Wednesday, May 25, 2016

Hom and Camp [Alex Rowell]

Hom's account of slurs attempts to explain that slurs have partially hidden assertions within them that tend to have a negative context. Hom argues that slurs contain the non-pejorative counterpart as well as a series of traits and consequences that the members of the NPC should feel due to being the slur in question. Hom also highlights that the force of a slur is directly related to how strong the institutions that would back this slur are at a given point in time.

Camp's account of slurs argues for a perspective-based approach that is packaged in to each slur. Camp explains that slurs contain the perspective of a particular group in judging another group, and assign weight to specific attributes of the NPC group the slur points to, causing a hearer to focus in on these attributes and become complicit in the statements about this group which they may not consciously agree with. Camp focuses on the idea that this hidden bias is something that we intuitively reject, which explains the negative reaction non-bigoted listeners have to slurs.

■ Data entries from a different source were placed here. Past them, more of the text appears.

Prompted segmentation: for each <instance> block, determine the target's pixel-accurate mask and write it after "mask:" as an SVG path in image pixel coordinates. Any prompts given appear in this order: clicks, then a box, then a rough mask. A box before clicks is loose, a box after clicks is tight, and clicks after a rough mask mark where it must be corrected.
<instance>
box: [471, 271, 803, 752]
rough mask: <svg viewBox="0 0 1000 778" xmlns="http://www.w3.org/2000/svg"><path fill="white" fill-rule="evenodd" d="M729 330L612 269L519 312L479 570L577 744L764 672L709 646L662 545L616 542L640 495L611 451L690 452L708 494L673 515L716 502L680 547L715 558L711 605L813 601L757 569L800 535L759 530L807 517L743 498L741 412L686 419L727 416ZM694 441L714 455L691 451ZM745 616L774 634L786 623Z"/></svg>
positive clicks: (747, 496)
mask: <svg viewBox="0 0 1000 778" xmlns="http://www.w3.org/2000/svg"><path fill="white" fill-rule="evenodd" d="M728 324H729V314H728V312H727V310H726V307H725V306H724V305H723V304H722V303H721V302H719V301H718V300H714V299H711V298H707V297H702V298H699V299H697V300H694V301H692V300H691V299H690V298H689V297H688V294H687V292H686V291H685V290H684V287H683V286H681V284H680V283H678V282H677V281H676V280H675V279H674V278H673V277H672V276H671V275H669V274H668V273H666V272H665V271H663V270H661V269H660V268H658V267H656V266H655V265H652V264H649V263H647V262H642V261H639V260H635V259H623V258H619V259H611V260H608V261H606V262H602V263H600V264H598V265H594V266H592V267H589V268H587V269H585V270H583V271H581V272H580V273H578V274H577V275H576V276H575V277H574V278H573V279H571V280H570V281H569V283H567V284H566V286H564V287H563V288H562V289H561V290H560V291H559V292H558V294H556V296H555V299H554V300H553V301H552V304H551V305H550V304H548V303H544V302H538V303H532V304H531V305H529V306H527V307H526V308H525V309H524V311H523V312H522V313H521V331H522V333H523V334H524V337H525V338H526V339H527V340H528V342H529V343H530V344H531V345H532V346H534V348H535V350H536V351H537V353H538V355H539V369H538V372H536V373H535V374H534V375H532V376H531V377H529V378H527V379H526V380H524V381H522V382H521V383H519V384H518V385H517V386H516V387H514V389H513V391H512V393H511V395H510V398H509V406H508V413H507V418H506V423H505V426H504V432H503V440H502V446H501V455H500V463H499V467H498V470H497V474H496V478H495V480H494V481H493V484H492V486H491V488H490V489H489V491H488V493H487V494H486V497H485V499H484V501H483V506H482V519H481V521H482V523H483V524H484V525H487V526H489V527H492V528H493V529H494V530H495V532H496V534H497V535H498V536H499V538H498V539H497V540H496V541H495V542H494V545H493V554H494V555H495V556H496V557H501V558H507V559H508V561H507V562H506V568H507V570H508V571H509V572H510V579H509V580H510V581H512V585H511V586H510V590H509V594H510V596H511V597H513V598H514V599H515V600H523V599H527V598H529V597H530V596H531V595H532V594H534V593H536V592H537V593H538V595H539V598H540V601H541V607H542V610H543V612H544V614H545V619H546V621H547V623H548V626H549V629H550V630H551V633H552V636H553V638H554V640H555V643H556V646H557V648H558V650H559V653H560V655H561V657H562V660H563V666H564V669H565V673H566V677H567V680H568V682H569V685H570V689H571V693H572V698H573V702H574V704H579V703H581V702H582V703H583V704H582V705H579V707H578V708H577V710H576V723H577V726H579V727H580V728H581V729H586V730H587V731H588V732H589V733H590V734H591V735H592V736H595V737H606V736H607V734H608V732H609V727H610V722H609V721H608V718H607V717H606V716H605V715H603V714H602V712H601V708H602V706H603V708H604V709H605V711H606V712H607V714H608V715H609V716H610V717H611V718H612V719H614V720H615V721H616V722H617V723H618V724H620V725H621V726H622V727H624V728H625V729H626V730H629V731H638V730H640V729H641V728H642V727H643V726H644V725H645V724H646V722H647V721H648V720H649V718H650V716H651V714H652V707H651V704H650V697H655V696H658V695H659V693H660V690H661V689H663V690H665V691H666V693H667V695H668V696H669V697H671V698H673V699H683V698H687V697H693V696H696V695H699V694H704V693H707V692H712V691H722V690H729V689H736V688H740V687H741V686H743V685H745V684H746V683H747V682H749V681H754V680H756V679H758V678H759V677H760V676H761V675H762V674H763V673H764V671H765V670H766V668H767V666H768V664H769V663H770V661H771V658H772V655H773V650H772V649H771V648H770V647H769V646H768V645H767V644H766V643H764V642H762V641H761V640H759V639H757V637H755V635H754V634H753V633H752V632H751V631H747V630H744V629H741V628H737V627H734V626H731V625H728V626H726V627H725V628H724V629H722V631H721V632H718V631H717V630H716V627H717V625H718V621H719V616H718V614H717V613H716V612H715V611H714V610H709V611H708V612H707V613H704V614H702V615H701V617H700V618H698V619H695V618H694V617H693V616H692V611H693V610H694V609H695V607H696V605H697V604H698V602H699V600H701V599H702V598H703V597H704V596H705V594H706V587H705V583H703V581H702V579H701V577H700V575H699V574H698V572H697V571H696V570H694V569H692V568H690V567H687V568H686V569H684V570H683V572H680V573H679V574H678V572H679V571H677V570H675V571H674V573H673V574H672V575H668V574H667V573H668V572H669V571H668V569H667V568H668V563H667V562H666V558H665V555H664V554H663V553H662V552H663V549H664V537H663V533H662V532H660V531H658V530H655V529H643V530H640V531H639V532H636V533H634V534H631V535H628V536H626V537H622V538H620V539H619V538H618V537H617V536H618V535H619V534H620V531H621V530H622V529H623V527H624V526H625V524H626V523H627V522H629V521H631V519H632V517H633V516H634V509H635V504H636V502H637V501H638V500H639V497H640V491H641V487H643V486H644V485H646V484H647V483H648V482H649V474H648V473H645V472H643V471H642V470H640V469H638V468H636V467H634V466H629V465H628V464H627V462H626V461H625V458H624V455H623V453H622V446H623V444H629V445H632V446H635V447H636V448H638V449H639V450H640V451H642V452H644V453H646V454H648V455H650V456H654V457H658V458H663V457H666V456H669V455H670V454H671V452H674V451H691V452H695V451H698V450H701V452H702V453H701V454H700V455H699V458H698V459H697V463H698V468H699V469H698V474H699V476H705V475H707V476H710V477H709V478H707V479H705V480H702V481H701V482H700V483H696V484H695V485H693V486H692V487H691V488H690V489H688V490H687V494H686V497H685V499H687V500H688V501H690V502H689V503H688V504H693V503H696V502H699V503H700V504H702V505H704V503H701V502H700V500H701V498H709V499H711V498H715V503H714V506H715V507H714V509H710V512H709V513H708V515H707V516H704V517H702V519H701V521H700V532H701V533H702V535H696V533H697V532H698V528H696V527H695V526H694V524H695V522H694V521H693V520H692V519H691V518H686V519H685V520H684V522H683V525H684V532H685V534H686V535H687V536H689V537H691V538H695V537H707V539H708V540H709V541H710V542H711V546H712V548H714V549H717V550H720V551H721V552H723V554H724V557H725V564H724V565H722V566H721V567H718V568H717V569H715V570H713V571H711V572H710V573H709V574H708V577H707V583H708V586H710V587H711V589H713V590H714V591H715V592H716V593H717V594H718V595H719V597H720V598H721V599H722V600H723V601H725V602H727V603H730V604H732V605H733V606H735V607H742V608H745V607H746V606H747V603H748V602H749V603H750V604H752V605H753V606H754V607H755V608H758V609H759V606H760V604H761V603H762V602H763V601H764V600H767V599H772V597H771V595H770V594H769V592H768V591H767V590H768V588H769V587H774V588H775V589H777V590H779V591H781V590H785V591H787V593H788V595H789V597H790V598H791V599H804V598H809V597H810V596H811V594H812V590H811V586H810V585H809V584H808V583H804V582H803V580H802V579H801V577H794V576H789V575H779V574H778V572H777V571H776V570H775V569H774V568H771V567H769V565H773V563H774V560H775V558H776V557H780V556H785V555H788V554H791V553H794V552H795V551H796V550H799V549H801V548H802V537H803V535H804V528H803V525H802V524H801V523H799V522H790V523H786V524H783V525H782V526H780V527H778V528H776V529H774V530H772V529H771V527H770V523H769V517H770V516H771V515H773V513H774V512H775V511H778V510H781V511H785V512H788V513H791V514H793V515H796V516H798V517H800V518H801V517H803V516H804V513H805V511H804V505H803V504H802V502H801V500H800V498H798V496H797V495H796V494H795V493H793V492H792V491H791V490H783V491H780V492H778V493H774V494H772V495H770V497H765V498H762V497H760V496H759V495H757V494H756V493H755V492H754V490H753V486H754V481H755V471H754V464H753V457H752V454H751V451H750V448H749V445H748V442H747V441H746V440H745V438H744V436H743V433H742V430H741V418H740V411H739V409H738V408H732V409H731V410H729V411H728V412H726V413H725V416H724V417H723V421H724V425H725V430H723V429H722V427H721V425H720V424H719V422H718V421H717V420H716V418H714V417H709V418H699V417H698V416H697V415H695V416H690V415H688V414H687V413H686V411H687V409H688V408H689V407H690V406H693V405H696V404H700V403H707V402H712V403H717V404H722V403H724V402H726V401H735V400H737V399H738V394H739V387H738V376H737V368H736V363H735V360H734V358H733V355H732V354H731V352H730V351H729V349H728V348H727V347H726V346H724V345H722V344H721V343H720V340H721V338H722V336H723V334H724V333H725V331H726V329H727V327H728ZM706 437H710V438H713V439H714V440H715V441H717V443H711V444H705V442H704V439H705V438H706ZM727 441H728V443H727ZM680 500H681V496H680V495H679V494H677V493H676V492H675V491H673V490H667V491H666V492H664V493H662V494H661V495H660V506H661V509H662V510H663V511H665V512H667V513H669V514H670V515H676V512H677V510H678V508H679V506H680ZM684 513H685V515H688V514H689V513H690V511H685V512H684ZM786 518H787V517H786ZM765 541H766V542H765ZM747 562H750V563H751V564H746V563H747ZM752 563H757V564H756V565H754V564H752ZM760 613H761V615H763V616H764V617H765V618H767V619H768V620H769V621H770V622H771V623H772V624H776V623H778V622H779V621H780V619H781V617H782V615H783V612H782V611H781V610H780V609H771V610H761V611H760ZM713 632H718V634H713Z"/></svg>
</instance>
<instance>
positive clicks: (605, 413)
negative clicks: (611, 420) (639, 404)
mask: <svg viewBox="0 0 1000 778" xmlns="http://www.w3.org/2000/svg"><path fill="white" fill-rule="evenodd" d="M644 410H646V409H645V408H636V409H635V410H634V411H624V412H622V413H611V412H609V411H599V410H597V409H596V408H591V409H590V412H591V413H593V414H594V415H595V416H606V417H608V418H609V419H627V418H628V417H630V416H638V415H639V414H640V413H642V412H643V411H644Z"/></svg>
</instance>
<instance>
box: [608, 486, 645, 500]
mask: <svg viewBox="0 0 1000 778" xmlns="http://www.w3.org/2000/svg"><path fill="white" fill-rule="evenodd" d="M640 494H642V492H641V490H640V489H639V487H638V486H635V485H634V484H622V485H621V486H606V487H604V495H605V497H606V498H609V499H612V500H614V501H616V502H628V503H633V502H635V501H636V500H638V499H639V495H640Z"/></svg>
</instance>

I am not ready to give up on Hom's account, as it feels like it gives a clean and truth-evaluable way of dealing with slurs in general. However, Camp's account comes from a very intuitive and simple place that can explain the shifty and scalar nature of slurs just as well as Hom's account. I tend to lean toward Hom's account as it addresses how institutions influence slurs, and it also explains why slurs cannot be cancelled. However, Camp's account seems very strong and to me only falters in the area of truth evaluation.